Bölüm 23: Yeni Ev,

37.8K 1.9K 68
                                    

Bu bölümü cansu_dmr e ithaf ediyorum.

Desteklerini esirgemediğin için teşekkür ederim. ♥

Uluç arabayı gecekondu gibi bir sokağa çektiğinde dikkatimi çeken ilk şey burnuma dolan yanık kokusuydu. Burası bir gecekondu gibi bir yer değil, gecekondunun ta kendisiydi. Birbiri üzerine binmiş evler, yaşanmışlıkları göz önüne serer gibi duruyordu. Açık duran kapı ve pencereler ise bu yaşanmışlıkların onlardan götürdüğü şeylerdi. Bu kimisi için anı, kimisi için varlık, bizim gibiler içinse bir can demekti. Duvarlarında bulunan lekeler bu canların lekeleriydi ve yanımda bulunan çocuk elimden tutmuş beni o lekenin kendine ait olan kısmına çekiyordu.

Ve bunu bilmeden yapıyordu.

Uluç arabadan inmeden önce bana bakınca yüzümdeki ifadeden tedirgin olduğumu o da anlamıştı.

"Sokakta yatanlar ısınmak için ateş yakıyor. "Bir ayağını dışarı çıkarmadan önce Uluç bunları bana bakmadan söylemişti. Onlardan birini görmek için etrafıma baktığımda kimseyi bulamadım. Güneş henüz batmamıştı ve etrafta kimse yoktu.

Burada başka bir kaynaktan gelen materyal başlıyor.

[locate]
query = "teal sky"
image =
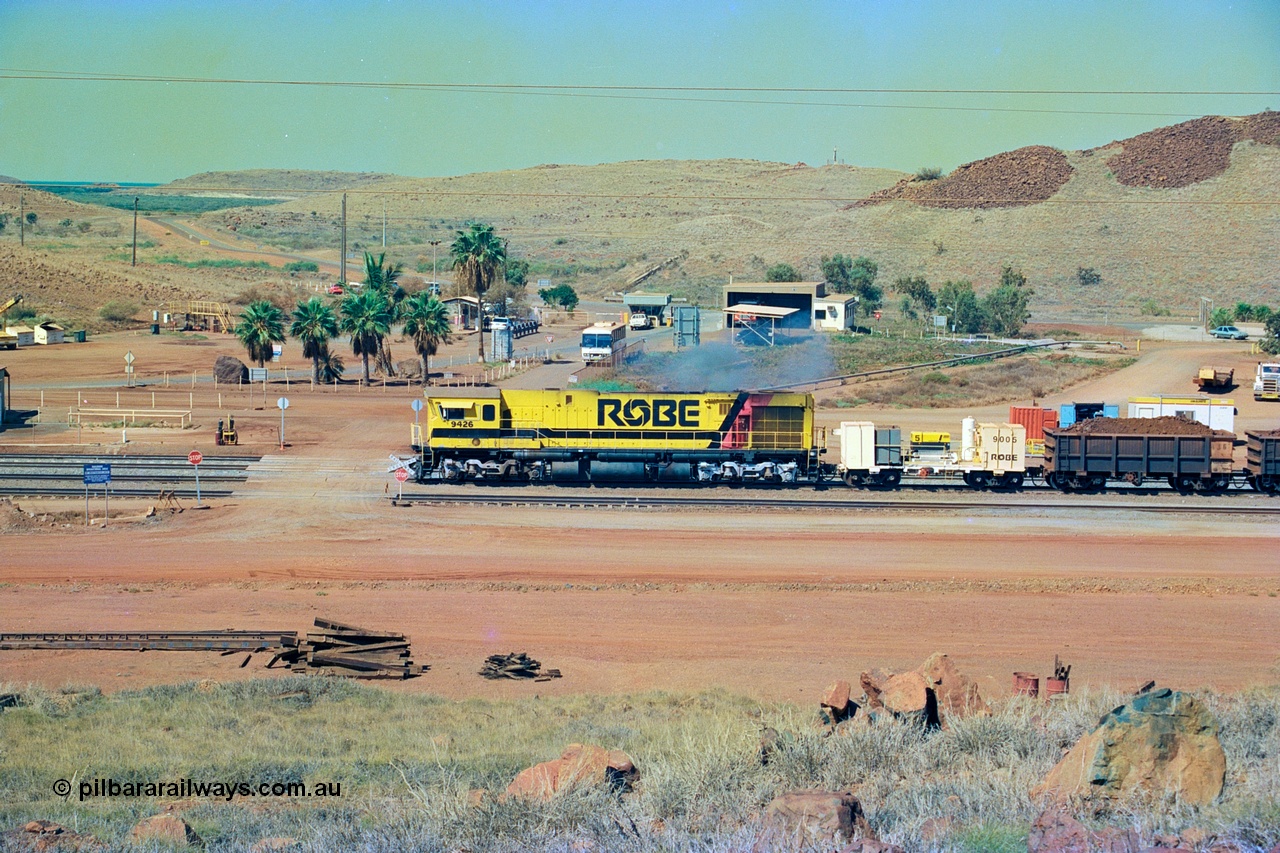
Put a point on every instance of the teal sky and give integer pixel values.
(64, 129)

Kapıyı açıp yanık kokusunun içeriye dolmasına izin verdim. Radyo cızıltısı ve ağlayan çocuk sesi duyduğumda bize bakan pencerelerde gözlerimi tek tek gezdirdim ve o pencerelerden birinde büyük bir karaltı gördüm. Arabaya geri binip kapıyı üzerime kapatmak istiyordum.

Normalde gecekondu mahallelerinden hiç korkmazdım ama buranın havası farklıydı ve bu beni ürkütüyordu. Melisa ile bir yıla yakın gecekondudan farksız bir evde yaşadığımızdan evlerin görüntüsü beni pek korkutmuyordu. Uluç arabanın kaportasına vurduğunda korkarak ona baktım.

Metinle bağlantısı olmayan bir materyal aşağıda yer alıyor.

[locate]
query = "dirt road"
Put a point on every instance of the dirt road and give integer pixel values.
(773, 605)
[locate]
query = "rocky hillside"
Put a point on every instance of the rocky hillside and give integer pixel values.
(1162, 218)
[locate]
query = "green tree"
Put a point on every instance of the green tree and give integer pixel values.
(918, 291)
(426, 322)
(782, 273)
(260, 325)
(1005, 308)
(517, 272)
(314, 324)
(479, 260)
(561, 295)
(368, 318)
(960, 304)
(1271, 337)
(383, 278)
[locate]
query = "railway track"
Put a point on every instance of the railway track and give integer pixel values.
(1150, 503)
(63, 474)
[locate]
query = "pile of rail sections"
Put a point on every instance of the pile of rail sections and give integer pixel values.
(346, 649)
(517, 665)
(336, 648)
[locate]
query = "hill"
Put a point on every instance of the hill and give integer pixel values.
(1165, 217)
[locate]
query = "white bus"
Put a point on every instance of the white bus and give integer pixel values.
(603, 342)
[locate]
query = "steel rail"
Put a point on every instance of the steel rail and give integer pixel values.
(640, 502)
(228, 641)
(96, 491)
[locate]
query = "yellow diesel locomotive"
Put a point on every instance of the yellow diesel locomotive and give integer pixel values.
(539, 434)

Arabanın önünde elinde anahtarı ile beni bekliyordu. Açtığım kapıdan indim ve onun arabasını otomatik anahtar ile kitleyişini izledim.

"Arabanın burada güvende olacağından emin misin ?" Aslında bu yalnızca arabada kalmak için uydurduğum bir bahaneydi. Ama bir yandan da haklıydım. Böylesi bir sokakta hiç yoktan böyle bir araba olması insanı tedirgin ederdi ya da hırsızların ağzının sulanmasına neden olurdu.

Uluç cevap vermeyip ilerlemeye başladığında bunu bende önemsememeye karar verip ardından ilerledim. Arabaya zarar gelmesi zaten umrumda değildi ama herhangi bir şey olurda kaçmak zorunda kalırsam veya kalırsak bu arabaya ihtiyacımız vardı. En azından ben böyle düşünüyordum.

Uluç'un arkasından ilerlerken duyduğum köpek sesi ile birlikte daha çok hızlandım ve neredeyse Uluç'un dibine girdim. Yaptığımı pek onaylamıyordum ama korkarken bu pekte umrumda değildi.

Uluç ona yakınlaşmış olduğumu görüp bana yandan bir bakış attı. Bu beni daha çok utandırmıştı. Onun yeniden aramızda mesafe açmasına izin vererek yavaşladım. Uluç tam bu sırada geriye dönüp benimle konuştu.

"Dilsiz rolü yapman gerekiyor, sakın konuşma. "Kaşlarımı çatıp ona bunun nedenini soracağım sırada elini dudağına getirip bana sus işareti yaptı.

"Dilsizsin dedim. "Köşeyi dönüp ilerlemeyi devam ettiğinde peşinden gitmeden hemen önce arkasından dil çıkardım. Gayet dilim yerindeydi. Dengesiz herif yine ne planlıyordu kim bilir.

Uluç paslanmış, neredeyse düşecek olan kapıyı iteklerken durup önce benim geçmem için bekledi. Normalde olsa böyle bir kibarlık yapacağını sanmıyordum.

"İçeri girdiğinde rahat davranmaya çalış. Böyle diken üstünde durup dikkat çekme. "Kimin dikkatini çekecektim ki ? Bir an konuşacak olduğumda Uluç kolumdan tutarak beni merdivene yönlendirdi.